Nordrhein-Westfalen will auch hier seinen Beitrag leisten, um diesen
Prozess für eine gute Krankenhausversorgung gewinnbringend zu
begleiten."
Aktuelle Analysen des WIdO zeigen unter anderem am Beispiel von
Darmkrebsoperationen, dass die Versorgung der Patienten durch eine
Zentralisierung deutlich verbessert werden könnte. 2015 sind in
Deutschland rund 44.000 Darmkrebsoperationen in mehr als 1.000
Krankenhäusern vorgenommen worden. Doch von allen Kliniken, die diese
Operation angeboten haben, führte ein Viertel den Eingriff maximal 17
Mal im Jahr durch, ein weiteres Viertel hatte zwischen 18 und 33
Eingriffe. Unter der Annahme, dass nur noch zertifizierte Zentren
bzw. Krankenhäuser, die mindestens 50 Darmkrebsoperationen
durchführen, diese Leistung erbringen dürften, blieben bundesweit 385
Kliniken für die operative Versorgung übrig. Auf dieser Grundlage
würde sich der mittlere Anfahrtsweg für Patienten bundesweit von acht
auf gerade einmal 16 Kilometer verlängern.

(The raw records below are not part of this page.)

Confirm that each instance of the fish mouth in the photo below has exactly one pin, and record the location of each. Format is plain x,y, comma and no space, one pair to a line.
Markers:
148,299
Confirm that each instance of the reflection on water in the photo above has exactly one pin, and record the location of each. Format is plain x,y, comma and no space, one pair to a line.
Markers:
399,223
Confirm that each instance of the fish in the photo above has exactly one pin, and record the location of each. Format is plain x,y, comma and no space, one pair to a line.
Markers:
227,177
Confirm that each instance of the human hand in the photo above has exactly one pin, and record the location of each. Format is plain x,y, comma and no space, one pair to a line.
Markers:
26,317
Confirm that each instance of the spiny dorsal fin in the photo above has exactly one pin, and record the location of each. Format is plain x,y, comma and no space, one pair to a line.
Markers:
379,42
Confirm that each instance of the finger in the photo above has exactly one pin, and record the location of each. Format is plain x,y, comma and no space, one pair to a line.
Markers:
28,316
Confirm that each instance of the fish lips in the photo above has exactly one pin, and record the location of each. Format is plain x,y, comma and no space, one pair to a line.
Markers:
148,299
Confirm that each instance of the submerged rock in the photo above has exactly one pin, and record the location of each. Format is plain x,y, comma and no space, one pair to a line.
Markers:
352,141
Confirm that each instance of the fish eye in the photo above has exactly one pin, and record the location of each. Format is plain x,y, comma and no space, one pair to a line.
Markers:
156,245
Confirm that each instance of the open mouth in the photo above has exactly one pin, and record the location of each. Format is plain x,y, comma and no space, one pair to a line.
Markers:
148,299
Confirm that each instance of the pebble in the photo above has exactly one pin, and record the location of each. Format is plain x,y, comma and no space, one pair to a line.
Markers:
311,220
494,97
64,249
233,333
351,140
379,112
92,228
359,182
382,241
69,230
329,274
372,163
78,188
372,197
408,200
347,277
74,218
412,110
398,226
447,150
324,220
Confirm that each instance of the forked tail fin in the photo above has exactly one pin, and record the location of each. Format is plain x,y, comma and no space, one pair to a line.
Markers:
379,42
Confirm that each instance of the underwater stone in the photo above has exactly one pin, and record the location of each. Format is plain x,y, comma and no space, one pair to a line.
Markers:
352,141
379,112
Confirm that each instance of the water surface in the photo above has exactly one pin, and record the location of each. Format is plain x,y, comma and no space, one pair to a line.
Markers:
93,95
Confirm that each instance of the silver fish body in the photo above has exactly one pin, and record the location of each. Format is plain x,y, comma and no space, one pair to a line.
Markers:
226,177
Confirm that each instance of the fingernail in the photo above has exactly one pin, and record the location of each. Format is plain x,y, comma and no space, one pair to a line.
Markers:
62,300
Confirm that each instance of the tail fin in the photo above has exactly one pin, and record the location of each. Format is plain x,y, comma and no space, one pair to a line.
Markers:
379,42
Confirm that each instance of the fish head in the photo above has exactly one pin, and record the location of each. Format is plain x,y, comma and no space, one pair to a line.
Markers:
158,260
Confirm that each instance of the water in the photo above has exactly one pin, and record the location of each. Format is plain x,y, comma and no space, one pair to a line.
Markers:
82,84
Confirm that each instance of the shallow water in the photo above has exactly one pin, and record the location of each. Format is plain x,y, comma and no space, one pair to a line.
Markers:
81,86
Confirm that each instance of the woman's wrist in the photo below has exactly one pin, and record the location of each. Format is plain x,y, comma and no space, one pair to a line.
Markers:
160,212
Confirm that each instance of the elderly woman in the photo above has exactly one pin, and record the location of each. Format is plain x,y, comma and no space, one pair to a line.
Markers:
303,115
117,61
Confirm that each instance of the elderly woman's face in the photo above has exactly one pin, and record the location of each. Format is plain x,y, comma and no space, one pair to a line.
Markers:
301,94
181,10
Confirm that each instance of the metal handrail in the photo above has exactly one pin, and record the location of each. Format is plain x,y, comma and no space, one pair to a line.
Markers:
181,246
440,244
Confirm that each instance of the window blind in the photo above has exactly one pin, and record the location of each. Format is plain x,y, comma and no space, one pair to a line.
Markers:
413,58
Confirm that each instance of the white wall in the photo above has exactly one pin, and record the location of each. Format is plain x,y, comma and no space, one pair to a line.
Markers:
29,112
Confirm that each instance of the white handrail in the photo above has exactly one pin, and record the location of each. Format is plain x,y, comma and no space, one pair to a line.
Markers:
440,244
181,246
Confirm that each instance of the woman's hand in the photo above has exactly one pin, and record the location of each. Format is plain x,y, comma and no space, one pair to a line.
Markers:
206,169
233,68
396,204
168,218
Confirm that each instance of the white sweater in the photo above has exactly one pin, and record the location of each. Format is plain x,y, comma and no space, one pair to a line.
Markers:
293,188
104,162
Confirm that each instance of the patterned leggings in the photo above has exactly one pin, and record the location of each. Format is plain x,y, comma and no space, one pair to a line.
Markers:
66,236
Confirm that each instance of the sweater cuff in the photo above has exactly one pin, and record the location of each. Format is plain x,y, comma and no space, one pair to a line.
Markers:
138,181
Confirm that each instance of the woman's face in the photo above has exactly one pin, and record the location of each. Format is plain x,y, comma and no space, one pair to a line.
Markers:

Im dicht mit
Krankenhäusern versorgten Nordrhein-Westfalen (NRW) würde der
mittlere Anfahrtsweg von sechs auf lediglich zehn Kilometer steigen.
Die höchsten mittleren Fahrwege ergeben sich mit 33 Kilometern in
Mecklenburg-Vorpommern. Letztlich wären es nur wenige Regionen in
Deutschland, für die bei diesem Szenario etwas längere Wege anfallen.
Heute haben 0,03 Prozent der Bevölkerung einen Anfahrtsweg, der
länger als 50 Kilometer ist. Dieser Anteil würde sich auf 2,5 Prozent
erhöhen.
"Nicht nur bei Krebsoperationen, auch bei anderen planbaren
Eingriffen wie Hüftprothesenoperationen und sogar in der
Notfallversorgung ist eine stärkere Zentralisierung nötig und
möglich, wie die Analysen des WIdO zeigen", sagt Jürgen Klauber,
Mitherausgeber des Krankenhaus-Reports und WIdO-Geschäftsführer.
"Wenn sich die Therapiequalität erhöht und Überlebenschancen besser
werden, sollten etwas längere Fahrstrecken kein Thema sein. Wir
wissen aus Befragungen, dass die Menschen schon jetzt längere Wege in
Kauf nehmen, um in guten Krankenhäusern versorgt zu werden."
Auf die Notwendigkeit einer zentralisierten Krankenhausversorgung
weist auch Prof. Dr. Reinhard Busse von der Technischen Universität
Berlin hin: "Die Diagnose, dass die mangelnde Konzentration von
stationären Fällen zu unnötigen Todesfällen führt, wird von der
Politik mittlerweile akzeptiert, auch wenn es mit der Therapie noch
hapert." So wäre es notwendig, Patienten mit Verdacht auf einen
Herzinfarkt nur in Krankenhäuser mit einer Herzkathetereinheit
einzuliefern und dort zu behandeln. Von den fast 1.400
Krankenhäusern, die Patienten mit Herzinfarkten behandeln, weisen
weniger als 600 eine solche Einheit auf. Das gleiche gilt für die
Behandlung von Schlaganfällen. Nur gut 500 der 1.300 Kliniken, die
Schlaganfälle derzeit behandeln, weisen entsprechende
Schlaganfalleinheiten (Stroke Units) auf. Gleichzeitig müsste in
beiden Fällen garantiert sein, dass das Krankenhaus rund um die Uhr
über entsprechende Fachärzte verfügt. Würden die Neurologen und
Kardiologen so auf die Krankenhäuser verteilt werden, dass immer
genau ein Facharzt verfügbar ist, würde es für jeweils nur rund 600
Krankenhäuser reichen. Busse: "Die Therapie kann also nicht lauten,
jetzt noch die jeweils anderen rund 800 Krankenhäuser mit
Schlaganfall- und Herzkathetereinheiten auszustatten."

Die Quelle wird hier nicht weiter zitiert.